Badai menahan tangan Narina.
"Aku sudah berjanji pada Anggun untuk menjagamu. Hanya sampai pertandingan ini berakhir."
Narina menatap sedih wajah tampan Badai.
Padahal dengan kacamata tebal Badai, Narina bisa terpesona padanya. Apalagi dengan wajahnya yang kini telah berubah 180 derajat menjadi lebih baik.
"Kamu ternyata sangat menurut pada Anggun."

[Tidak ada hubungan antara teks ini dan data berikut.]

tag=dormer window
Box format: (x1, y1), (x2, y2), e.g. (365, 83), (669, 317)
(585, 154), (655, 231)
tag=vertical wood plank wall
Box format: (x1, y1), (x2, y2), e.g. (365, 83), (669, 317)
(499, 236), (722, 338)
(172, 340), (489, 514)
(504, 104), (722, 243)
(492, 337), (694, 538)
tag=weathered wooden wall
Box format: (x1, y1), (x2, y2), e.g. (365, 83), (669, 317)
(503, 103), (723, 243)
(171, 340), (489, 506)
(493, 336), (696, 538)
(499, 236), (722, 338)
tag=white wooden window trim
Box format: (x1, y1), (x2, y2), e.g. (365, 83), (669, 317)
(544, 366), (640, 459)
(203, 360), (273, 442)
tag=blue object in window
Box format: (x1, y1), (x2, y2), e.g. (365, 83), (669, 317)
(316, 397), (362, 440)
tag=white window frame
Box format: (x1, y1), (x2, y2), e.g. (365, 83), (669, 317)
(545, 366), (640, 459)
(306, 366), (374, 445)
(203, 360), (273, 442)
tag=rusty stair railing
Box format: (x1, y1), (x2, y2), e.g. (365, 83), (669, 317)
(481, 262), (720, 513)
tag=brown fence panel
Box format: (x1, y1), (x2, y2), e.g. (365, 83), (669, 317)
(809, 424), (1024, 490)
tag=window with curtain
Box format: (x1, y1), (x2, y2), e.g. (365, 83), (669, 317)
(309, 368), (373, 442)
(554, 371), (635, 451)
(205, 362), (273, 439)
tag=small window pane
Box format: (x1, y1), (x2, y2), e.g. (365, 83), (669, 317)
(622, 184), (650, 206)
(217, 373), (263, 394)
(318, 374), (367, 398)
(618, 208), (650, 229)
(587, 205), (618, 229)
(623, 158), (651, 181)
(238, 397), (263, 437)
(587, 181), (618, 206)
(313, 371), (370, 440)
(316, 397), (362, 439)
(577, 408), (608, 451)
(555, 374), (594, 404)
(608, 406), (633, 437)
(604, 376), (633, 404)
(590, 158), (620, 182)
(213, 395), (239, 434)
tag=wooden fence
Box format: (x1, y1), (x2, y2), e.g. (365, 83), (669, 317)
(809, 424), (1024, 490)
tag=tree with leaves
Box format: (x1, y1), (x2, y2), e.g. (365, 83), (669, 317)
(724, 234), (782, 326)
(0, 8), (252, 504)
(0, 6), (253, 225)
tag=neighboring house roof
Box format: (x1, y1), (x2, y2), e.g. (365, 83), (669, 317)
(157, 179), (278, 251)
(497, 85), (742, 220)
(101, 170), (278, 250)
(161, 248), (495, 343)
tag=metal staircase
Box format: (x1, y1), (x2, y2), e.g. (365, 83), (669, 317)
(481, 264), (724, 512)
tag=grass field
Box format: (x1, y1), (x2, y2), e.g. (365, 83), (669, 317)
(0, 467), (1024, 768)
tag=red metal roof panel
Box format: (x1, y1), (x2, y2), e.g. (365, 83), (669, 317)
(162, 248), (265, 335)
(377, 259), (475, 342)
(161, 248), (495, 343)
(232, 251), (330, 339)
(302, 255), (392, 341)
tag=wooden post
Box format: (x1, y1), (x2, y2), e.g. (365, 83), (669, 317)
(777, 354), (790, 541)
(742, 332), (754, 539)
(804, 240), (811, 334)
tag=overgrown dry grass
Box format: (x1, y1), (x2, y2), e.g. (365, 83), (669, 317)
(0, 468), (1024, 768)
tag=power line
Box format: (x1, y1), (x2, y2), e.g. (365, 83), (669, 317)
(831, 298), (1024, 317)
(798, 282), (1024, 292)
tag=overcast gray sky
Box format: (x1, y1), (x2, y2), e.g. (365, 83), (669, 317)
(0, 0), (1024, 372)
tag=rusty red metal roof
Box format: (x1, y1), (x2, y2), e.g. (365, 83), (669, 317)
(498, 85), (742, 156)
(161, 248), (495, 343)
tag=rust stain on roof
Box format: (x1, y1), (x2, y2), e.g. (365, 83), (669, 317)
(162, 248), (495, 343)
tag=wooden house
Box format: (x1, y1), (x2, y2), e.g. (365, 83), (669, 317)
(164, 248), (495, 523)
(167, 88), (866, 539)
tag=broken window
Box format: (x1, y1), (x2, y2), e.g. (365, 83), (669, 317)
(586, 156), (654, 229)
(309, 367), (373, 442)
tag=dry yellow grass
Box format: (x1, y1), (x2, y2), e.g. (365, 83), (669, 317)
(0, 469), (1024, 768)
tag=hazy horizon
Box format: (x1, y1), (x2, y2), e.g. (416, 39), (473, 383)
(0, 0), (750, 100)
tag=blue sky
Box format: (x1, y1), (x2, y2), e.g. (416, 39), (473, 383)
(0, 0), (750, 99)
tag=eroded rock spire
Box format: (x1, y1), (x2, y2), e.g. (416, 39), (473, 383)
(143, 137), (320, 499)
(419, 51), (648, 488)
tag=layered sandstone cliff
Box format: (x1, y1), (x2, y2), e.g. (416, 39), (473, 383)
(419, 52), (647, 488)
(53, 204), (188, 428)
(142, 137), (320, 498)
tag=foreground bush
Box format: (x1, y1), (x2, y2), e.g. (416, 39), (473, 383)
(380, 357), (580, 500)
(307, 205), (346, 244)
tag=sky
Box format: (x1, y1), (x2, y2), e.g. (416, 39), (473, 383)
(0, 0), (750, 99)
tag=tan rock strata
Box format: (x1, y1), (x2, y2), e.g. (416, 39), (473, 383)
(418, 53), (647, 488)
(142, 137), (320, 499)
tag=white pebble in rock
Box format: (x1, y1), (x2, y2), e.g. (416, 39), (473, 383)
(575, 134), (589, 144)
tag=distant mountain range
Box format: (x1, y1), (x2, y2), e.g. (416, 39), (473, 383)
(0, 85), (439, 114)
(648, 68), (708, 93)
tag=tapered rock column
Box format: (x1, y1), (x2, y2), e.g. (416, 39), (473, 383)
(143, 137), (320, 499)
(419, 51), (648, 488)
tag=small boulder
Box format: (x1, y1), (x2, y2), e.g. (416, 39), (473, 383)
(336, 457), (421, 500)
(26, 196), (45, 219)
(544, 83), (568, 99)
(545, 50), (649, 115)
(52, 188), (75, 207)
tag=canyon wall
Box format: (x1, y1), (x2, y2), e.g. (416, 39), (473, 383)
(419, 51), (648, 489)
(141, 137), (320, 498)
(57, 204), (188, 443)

Badai memutar mata dan menggaruk leher belakangnya dengan tangan kiri yang tidak dia gunakan untuk menahan kepergian Narina.
"Tidak selalu begitu. Tapi sepertinya, Anggun akan menghajarku habis-habisan bila aku tak menuruti permintaannya kali ini.
Narina tak kuat bila dia berada terlalu lama dekat dengan Badai.
"Aku harus pergi, Dai. Harus."
"Kalau begitu bagaimana jika kita pergi bersama."
Narina awalnya ragu. Kemudian bersedia.
Selama mereka berjalan. Beberapa pasang mata menatap ke arah mereka. Narina menunduk. Dia hanya berani menatap ke jalanan.